I took some time to hike, ran every day a bit too hard and still no weight loss and improvement. On June 10 I picked up my copy of Daniels’ Running Formula – a book I purchased about 6 years ago when Sophia (my daughter) was running CC in high school and they needed some help coaching. I was frustrated because another parent was pushing coach to follow the ancient Lydiard method – pushing super high milage training with nothing but obsession with statistics. I called my high school cross country coach – Earl Lauer who got the most out of me and asked him. It was amazing to talk to him after decades – after so many runners he remembered, offered his advice freely, still a wonderful person. He suggested Daniels Running Formula. I was familiar with Jack Daniels (not the bourbon – without the ‘s) and suggested it to the team. The other dad focused his daughter on high milage and a streak of running every day, I took the time with Sophia to help her balance with base, quality work and mechanics. It worked. She was amazing – not just the program, her commitment, her passion, her competitive spirit and how she knew the difference between real pain and lactate threshold – the pain runners thrive on.
So here I am in Mid June – finally running consistently for two weeks, trying to build a base. I did some hiking and running on and off. I took the Daniels formula seriously. I told myself to slow down and earn the right to run fast. I forced myself to follow the 5K program. This required 4 to 6 weeks of phase 1 base running. I started at 30 minute easy runs and increased this only when it was time. Still I was running too hard and injured myself – my Achilles felt like a spring loaded pen that stopped working. So I stopped for two weeks. And I missed it. The first week of July I woke up one morning and said – something has to change. I had lost a little weight – was down to 175 but that still sucked. It still hurt to run.

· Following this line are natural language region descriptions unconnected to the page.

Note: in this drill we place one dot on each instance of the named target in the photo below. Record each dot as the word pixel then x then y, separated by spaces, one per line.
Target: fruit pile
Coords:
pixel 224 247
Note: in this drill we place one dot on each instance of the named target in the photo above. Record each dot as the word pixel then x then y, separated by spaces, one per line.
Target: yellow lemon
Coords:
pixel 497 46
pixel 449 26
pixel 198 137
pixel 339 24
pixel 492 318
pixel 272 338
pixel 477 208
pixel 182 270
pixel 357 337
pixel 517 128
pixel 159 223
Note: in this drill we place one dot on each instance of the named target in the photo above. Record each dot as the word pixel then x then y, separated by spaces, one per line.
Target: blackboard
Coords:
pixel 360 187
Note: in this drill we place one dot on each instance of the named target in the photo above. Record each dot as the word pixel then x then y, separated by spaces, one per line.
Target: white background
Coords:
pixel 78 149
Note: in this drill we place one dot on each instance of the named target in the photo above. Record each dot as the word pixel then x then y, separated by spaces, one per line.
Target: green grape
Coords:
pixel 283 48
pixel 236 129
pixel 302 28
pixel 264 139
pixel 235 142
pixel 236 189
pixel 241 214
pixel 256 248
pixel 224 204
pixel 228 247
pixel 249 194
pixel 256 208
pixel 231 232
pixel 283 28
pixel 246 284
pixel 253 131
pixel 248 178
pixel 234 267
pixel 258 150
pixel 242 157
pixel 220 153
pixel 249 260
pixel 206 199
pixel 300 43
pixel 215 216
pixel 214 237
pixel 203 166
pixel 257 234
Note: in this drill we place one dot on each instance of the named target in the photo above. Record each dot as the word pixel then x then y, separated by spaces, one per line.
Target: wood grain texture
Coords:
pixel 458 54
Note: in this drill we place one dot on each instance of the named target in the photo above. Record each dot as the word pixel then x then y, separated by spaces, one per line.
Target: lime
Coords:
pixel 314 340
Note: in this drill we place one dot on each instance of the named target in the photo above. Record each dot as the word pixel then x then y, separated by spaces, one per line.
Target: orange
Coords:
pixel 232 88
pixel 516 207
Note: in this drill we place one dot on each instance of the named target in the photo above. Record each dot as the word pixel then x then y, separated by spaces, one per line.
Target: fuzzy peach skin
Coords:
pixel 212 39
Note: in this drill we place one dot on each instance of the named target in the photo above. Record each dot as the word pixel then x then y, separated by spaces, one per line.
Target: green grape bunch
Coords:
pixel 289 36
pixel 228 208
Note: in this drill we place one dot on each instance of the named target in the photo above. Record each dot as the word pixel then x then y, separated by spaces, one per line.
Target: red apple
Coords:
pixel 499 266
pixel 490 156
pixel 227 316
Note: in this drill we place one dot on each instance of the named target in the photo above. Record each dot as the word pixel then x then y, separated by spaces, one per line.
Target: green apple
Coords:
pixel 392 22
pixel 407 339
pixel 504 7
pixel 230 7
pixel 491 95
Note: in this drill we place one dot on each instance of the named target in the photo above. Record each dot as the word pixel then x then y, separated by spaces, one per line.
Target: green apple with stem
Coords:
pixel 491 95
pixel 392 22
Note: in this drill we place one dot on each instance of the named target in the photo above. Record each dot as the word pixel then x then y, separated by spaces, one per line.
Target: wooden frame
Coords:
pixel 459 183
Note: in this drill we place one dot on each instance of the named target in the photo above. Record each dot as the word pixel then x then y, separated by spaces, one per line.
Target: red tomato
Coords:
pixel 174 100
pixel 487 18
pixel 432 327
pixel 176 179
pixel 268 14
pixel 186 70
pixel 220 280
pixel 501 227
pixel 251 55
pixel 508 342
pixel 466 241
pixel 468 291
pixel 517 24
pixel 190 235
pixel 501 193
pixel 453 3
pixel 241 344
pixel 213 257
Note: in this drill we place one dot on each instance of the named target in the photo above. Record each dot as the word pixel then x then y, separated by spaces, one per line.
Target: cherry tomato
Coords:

Stephanie to the rescue. She had been going to a personal trainer and was also taking an interest in fixing the impact this stay at home pandemic was having on our heads, hearts and health. She started a metabolic reset diet challenge with the trainer and I decided to join her. It was not much different than the Whole30 you hear about from time to time – cutting carbs, removing potential inflammatory foods like dairy. So I did it with her – 30 days of really uncomfortable elimination of comfort foods. It worked.
I lost 10 pounds in 30 days – making it a total of 15 pounds in 3 months. This created a circular positive effect – as the weight dropped I focused on running consistently. I signed up for the VdotO2 training website to make it real. By July 11 I was ready to log a VDOT challenge and figure out my VDOT level – 10K at 55:38 put me at a 35.3 which made me sad but gave me a goal. This meant that I had to run slow E runs at 10:37-11:49 – it felt like walking. I added dumbbell training 2-3 times a week. I stayed with it for the remainder of July and by August 1 I was ready to start phase 2
I ran a 5K hard, at race pace and clocked in at 23:56 putting my VDOT at 40.3 level 5. And I I began my program.